It's your money but personally if you can get the bike new for $630 (or maybe even a little less) then spending $600 for it used doesn't make sense to me.

That being said, if you really want to work out a deal with the used bike seller then take the $630 quote to them and point out that for $30 more you could buy it new yourself to see if they will move on the price.

Mind you, I've looked up the Craigslist ad myself and it looks like the person has been trying to sell this same bike since the 15th with no takers which shows that the price being asked isn't really a "deal" and should give you some more bargaining power.

Make a hard offer of $525 cash and see what happens.


----------



## ou2mame (Apr 23, 2010)

yeah definitely if its going to be the same price new/used, go new obviously. but if you were to get him down to the low 500 range, that would be a good deal.


----------



## kingming (Jul 23, 2012)

Thank you so much for your checking and suggestions.
I got a LBS whose listing price is $630. But I need pay additional 8-9% tax, which will be ~$50. If I get the hardrock disc 2013, it is my favorite color (green) and the LBS is just 5 min's drive from my home. The total cost will be ~$560.

I am still hesitating to take that revel 0 for $550 since it may give me a lot of trouble for the tuneup and warranty.

Actually it is less likely that I will use this bike to challenge strenuous trails. Mostly likely, I will just use it for some simple off-road trail in state parks. Therefore, I would rather choose a good color since both bikes meet my demand.

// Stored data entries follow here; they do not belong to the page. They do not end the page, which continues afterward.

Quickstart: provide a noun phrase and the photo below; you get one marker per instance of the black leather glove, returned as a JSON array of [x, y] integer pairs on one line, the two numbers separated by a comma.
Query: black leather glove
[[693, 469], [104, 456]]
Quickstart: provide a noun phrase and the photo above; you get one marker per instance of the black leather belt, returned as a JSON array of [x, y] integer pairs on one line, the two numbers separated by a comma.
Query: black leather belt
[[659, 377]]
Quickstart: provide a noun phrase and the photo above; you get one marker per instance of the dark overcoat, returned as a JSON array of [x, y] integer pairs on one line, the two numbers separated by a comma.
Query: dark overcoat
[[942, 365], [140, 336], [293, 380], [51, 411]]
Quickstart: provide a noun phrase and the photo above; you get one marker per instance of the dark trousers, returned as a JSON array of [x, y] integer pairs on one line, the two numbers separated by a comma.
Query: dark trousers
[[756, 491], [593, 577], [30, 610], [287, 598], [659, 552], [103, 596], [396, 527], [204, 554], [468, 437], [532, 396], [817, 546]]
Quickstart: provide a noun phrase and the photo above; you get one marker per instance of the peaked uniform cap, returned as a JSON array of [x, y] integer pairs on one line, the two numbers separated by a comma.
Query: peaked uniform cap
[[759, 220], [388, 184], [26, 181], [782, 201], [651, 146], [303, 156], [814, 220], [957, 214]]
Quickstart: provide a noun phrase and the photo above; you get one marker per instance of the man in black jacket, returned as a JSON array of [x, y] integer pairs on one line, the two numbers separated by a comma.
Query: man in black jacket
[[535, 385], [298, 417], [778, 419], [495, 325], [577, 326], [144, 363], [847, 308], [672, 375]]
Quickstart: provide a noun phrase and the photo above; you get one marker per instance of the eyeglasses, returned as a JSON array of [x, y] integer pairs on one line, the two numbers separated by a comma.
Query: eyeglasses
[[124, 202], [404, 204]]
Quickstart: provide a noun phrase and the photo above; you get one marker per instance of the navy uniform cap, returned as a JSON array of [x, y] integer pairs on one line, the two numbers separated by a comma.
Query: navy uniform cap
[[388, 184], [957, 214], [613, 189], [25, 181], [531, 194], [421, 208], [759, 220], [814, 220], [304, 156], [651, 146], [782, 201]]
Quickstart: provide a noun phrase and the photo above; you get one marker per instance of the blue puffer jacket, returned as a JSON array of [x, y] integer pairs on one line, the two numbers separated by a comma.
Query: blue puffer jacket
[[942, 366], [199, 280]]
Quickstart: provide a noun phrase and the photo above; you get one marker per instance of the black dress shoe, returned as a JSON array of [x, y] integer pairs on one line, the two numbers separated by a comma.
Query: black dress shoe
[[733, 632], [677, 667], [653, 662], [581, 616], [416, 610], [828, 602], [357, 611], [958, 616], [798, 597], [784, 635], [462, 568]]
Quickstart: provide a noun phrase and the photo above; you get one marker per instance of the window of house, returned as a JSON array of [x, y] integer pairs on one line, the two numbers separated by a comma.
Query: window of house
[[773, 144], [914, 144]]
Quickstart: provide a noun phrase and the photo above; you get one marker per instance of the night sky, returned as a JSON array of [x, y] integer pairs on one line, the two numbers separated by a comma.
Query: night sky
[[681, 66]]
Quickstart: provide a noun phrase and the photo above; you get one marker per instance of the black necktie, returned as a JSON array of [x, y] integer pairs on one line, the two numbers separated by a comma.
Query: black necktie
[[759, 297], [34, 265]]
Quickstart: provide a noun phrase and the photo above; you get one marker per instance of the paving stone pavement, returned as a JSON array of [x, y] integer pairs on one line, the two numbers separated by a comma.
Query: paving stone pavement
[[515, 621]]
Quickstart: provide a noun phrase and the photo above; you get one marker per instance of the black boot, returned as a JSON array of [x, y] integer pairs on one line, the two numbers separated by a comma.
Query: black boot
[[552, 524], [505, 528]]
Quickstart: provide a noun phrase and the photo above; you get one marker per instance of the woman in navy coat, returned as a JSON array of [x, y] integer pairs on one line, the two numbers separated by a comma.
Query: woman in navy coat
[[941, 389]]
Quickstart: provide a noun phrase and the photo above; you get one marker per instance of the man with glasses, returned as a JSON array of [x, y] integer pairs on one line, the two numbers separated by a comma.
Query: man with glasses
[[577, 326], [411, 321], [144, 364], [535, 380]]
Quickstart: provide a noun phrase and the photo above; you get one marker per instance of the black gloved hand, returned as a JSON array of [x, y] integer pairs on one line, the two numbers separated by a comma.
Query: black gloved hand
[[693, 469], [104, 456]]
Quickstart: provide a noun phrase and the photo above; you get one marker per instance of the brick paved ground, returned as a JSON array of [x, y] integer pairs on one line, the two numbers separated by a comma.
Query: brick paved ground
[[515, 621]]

However, anyway, Revel 0 is a better one. Someday I need sell it, I may get a better bargain, isn't it?



Luclin999 said:


> It's your money but personally if you can get the bike new for $630 (or maybe even a little less) then spending $600 for it used doesn't make sense to me.
> 
> That being said, if you really want to work out a deal with the used bike seller then take the $630 quote to them and point out that for $30 more you could buy it new yourself to see if they will move on the price.
> 
> ...


----------



## Luclin999 (Jul 9, 2012)

The revel is the better bike. 

However if the price, color, and lifetime maintenance plan from the Specialized shop is what you are interested in then go that route instead. 

But keep in mind that you ~will~ need to learn some basic bike maintenance and field repair skills for yourself or else at some point you are going to end up with a long walk back to the trailhead pushing whatever bike you end up with back to your car.


----------